My query is as follows:

SELECT
  LANGUAGE AS name,
  year,
  quarter,
  count
FROM (
  SELECT
    *
  FROM (
    SELECT
      lang AS language,
      y AS year,
      q AS quarter,
      type,
      COUNT(*) AS count
    FROM (
      SELECT
        a.type type,
        b.lang lang,
        a.y y,
        a.q q
      FROM (
        SELECT
          type,
          YEAR(created_at) AS y,
          QUARTER(created_at) AS q,
          STRING(REGEXP_REPLACE(repo.url, r'(https:\/\/api\.github\.com\/repos\/)', '')) AS name
        FROM
          [githubarchive:year.2016] ) a
      JOIN (
        SELECT
          repo_name AS name,
          lang
        FROM (
          SELECT
            *
          FROM (
            SELECT
              *,
              ROW_NUMBER() OVER (PARTITION BY repo_name ORDER BY lang) AS num
            FROM (
              SELECT
                repo_name,
                FIRST_VALUE(language.name) OVER (PARTITION BY repo_name ORDER BY language.bytes DESC) AS lang
              FROM
                [bigquery-public-data:github_repos.languages]))
          WHERE
            num = 1
          ORDER BY
            repo_name)
        WHERE
          lang != 'null') b
      ON
        a.name = b.name)
    GROUP BY
      type,
      language,
      year,
      quarter
    ORDER BY
      year,
      quarter,
      count DESC)
  WHERE
    count >= 1000)
WHERE
  type = 'PushEvent'
LIMIT
  100

Basically I am attempting to build data-set of all the top 100 languages in terms of "pushes" on Git-Hub and the use D3 to visualize said data. I have used very little Data so far, but this one Query is currently 20gb, which should be below the limit.

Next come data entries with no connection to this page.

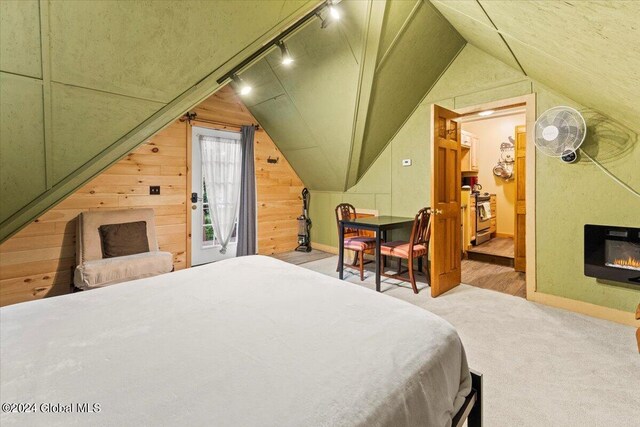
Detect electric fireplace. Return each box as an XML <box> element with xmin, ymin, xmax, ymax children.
<box><xmin>584</xmin><ymin>224</ymin><xmax>640</xmax><ymax>286</ymax></box>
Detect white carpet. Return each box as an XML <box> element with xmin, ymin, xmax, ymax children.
<box><xmin>301</xmin><ymin>257</ymin><xmax>640</xmax><ymax>427</ymax></box>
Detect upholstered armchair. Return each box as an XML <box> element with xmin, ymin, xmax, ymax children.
<box><xmin>73</xmin><ymin>209</ymin><xmax>173</xmax><ymax>290</ymax></box>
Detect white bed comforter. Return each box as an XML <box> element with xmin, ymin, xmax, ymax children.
<box><xmin>0</xmin><ymin>256</ymin><xmax>471</xmax><ymax>427</ymax></box>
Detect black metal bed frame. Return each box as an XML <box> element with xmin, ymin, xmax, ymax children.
<box><xmin>451</xmin><ymin>370</ymin><xmax>482</xmax><ymax>427</ymax></box>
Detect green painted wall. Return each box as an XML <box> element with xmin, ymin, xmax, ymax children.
<box><xmin>310</xmin><ymin>45</ymin><xmax>640</xmax><ymax>311</ymax></box>
<box><xmin>0</xmin><ymin>0</ymin><xmax>318</xmax><ymax>241</ymax></box>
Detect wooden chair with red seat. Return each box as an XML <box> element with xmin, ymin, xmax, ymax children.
<box><xmin>380</xmin><ymin>208</ymin><xmax>431</xmax><ymax>294</ymax></box>
<box><xmin>336</xmin><ymin>203</ymin><xmax>376</xmax><ymax>280</ymax></box>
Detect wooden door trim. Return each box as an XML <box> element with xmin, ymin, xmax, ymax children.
<box><xmin>186</xmin><ymin>122</ymin><xmax>193</xmax><ymax>268</ymax></box>
<box><xmin>438</xmin><ymin>93</ymin><xmax>537</xmax><ymax>300</ymax></box>
<box><xmin>513</xmin><ymin>125</ymin><xmax>527</xmax><ymax>272</ymax></box>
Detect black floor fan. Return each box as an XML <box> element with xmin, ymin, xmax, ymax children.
<box><xmin>296</xmin><ymin>188</ymin><xmax>311</xmax><ymax>252</ymax></box>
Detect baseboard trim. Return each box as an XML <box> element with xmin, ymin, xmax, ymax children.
<box><xmin>311</xmin><ymin>242</ymin><xmax>338</xmax><ymax>255</ymax></box>
<box><xmin>496</xmin><ymin>233</ymin><xmax>513</xmax><ymax>239</ymax></box>
<box><xmin>527</xmin><ymin>292</ymin><xmax>640</xmax><ymax>327</ymax></box>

As a Student I doubt I can afford to pay for the service.

1

1 Answers

3
votes

The query in question scans just 22.5GB which is about $0.11
The error is saying that you exceeded your free tier allowed bytes - which is 1TB So you can run your query about 45 times within the month after which you need to wait next month

My recommendation to you is not to run this query each and every time - but rather save result and use it in your experimentation / attempts, so yo are not wasting your 1TB that quickly!